There’s a bit of a paradox in a How It’s Done article about Stuller’s holiday call center operations because, when it comes down to it, the most important things about a successful call center are hard to quantify.

As Drew Soileau, who trains sales associates for Stuller, explains, “I've had customers call, and they're convinced that we take some kind of friendly training course. I tell them, ‘No, that’s not it. There's no training for being friendly. It's just Southern Hospitality. It's just the way that we're raised down here to speak to people, even if they're complete strangers. It's just the way it is.’”

Some credit, of course, should also be given to the weather. Let’s admit it: It’s just easier to be friendly in early December in Lafayette, Louisiana, where the historic highs are in the upper 60s, than it is in Lafayette, Indiana, where the highs are in the low 40s.

Southern hospitality and warm weather being what they are, the call center still faces a significant challenge when the volume of orders doubles going into the holiday. Maggie Pere, Director of Sales Operations at Stuller, notes that, particularly at holiday time, the call center is really more a “contact center,” with different sorts of communications flooding in from different parts of the country and different generations of jewelers. For instance, while many millennial customers prefer to use the Internet to make purchases, the call center continues to fulfill faxes, and many customers print out their carts from the web and either fax or mail them.

This flood from various channels can be daunting, particularly toward the end of the day, between 2 and 6 p.m., when 75% of the orders come in. In order to keep things moving and to maintain a cheerful holiday vibe, a few things happen.

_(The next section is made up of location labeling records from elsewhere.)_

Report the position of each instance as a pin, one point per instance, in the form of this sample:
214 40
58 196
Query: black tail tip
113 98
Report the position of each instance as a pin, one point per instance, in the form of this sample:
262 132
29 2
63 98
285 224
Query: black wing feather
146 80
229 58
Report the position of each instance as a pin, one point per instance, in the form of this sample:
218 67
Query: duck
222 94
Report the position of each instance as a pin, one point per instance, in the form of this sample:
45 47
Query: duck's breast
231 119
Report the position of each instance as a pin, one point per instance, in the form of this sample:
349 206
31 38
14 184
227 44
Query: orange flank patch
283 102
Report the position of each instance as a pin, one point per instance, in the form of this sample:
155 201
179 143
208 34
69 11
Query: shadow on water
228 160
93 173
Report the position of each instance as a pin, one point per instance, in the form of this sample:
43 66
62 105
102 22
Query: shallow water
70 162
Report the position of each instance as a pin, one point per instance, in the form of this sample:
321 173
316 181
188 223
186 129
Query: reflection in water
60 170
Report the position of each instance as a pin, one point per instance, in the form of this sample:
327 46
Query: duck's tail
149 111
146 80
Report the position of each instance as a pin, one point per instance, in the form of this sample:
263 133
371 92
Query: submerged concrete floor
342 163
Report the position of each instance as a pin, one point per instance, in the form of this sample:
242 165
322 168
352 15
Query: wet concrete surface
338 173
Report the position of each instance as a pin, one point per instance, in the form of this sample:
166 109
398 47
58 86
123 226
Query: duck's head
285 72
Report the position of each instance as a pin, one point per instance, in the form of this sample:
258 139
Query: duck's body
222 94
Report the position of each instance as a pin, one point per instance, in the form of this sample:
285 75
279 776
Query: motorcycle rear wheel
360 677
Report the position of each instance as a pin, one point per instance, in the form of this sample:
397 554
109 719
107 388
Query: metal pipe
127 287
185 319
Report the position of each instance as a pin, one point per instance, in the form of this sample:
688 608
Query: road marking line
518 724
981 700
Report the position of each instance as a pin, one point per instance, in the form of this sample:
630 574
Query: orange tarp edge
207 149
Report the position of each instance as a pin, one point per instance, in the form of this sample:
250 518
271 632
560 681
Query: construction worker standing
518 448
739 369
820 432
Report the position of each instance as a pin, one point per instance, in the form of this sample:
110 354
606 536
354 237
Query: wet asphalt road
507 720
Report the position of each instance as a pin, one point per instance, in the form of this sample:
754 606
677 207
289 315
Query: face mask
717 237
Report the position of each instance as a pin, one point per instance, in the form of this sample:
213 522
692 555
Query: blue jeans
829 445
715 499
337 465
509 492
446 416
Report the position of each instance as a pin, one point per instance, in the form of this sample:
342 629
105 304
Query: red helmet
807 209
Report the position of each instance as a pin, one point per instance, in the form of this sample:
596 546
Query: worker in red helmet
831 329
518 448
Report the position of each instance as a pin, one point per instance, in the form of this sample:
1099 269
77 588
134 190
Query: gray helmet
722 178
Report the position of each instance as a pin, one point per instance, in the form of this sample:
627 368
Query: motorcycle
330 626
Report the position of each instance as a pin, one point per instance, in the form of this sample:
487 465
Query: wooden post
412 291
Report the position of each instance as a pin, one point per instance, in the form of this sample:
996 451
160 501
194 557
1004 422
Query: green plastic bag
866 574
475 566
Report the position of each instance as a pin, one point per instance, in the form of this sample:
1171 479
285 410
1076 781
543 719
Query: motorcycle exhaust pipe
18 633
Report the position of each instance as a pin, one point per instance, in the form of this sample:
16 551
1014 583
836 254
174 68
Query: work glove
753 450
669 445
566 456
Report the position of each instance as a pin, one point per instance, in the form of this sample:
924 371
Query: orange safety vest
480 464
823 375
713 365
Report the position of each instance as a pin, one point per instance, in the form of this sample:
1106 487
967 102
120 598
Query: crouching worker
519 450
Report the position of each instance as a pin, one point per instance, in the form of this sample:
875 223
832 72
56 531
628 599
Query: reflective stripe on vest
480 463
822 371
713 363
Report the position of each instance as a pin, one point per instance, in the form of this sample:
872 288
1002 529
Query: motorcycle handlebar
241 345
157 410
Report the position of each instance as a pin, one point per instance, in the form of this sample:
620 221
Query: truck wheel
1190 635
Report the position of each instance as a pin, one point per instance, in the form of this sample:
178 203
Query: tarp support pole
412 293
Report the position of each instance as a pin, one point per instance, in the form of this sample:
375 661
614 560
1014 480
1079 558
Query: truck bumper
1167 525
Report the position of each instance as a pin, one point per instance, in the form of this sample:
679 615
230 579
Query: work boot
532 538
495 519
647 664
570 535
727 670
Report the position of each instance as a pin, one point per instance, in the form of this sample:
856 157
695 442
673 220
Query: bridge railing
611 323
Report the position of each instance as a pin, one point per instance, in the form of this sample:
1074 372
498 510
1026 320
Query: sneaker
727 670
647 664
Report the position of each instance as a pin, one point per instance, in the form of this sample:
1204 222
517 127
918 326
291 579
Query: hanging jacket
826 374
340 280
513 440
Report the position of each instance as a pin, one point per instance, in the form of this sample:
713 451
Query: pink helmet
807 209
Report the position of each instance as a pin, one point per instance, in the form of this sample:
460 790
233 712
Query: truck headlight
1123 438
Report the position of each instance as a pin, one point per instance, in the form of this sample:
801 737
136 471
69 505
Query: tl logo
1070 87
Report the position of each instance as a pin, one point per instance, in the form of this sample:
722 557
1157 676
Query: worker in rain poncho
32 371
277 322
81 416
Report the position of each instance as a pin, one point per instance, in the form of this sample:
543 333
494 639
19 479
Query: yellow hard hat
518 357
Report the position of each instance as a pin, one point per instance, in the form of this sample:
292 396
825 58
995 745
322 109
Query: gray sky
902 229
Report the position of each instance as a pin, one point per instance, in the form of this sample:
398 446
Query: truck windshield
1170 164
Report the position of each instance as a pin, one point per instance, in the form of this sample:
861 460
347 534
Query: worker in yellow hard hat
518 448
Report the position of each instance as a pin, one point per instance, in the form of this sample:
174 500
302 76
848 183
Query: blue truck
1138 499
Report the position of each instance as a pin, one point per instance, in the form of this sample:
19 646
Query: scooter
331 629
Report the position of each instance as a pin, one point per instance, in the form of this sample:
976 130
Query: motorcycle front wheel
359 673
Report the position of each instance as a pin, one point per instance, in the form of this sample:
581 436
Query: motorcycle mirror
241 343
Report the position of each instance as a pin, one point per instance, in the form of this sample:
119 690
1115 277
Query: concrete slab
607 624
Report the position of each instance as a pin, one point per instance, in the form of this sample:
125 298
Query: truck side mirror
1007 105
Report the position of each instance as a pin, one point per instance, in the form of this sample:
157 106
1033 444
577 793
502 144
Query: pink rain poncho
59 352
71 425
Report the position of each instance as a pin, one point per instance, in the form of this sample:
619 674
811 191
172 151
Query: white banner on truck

To begin with, the call center maintains an all hands on deck policy. Instead of hiring a large part-time sales team, associates with sales experience from other parts of the company usually pitch in when they can, making a bit of overtime pay in time for their own gift-buying. This year, we’ve supplemented this approach with two small classes of temporary salespeople, mostly college students looking to earn a bit of extra money during their winter breaks.

Another key strategy is simple: Food! Doughnuts appear at the community table with increasing frequency, and associates on break often convene around regular pizza deliveries. Another surefire motivational item that has become popular over the years is an abundant assortment of flavored coffee creamers. When exotically-colored coffee creamers start magically appearing around the center, it’s a signal that things are getting serious.

Another resources that associates point to is the patience and friendliness of our customers and the relationships we’ve built up over time. Many Stuller customers have been ordering with us for years, and they’re willing to wait for a minute or two to have a conversation with a friendly and knowledgeable human being.

Along with the hard work, there’s a feeling of camaraderie and holiday spirit, one that is shared not just among Stuller representatives, but with customers as well. As one associate explained, this crystallizes in occasional outbursts on the sales floor. “I just married another couple,” for instance, followed by cheering and whooping, has been shouted across the sales floor more than once.

 “That’s one of the great things about being in the jewelry business,” says Pere, “We get the marriages and the holiday presents. We don’t get many divorces, so that’s good. We get the happy times.”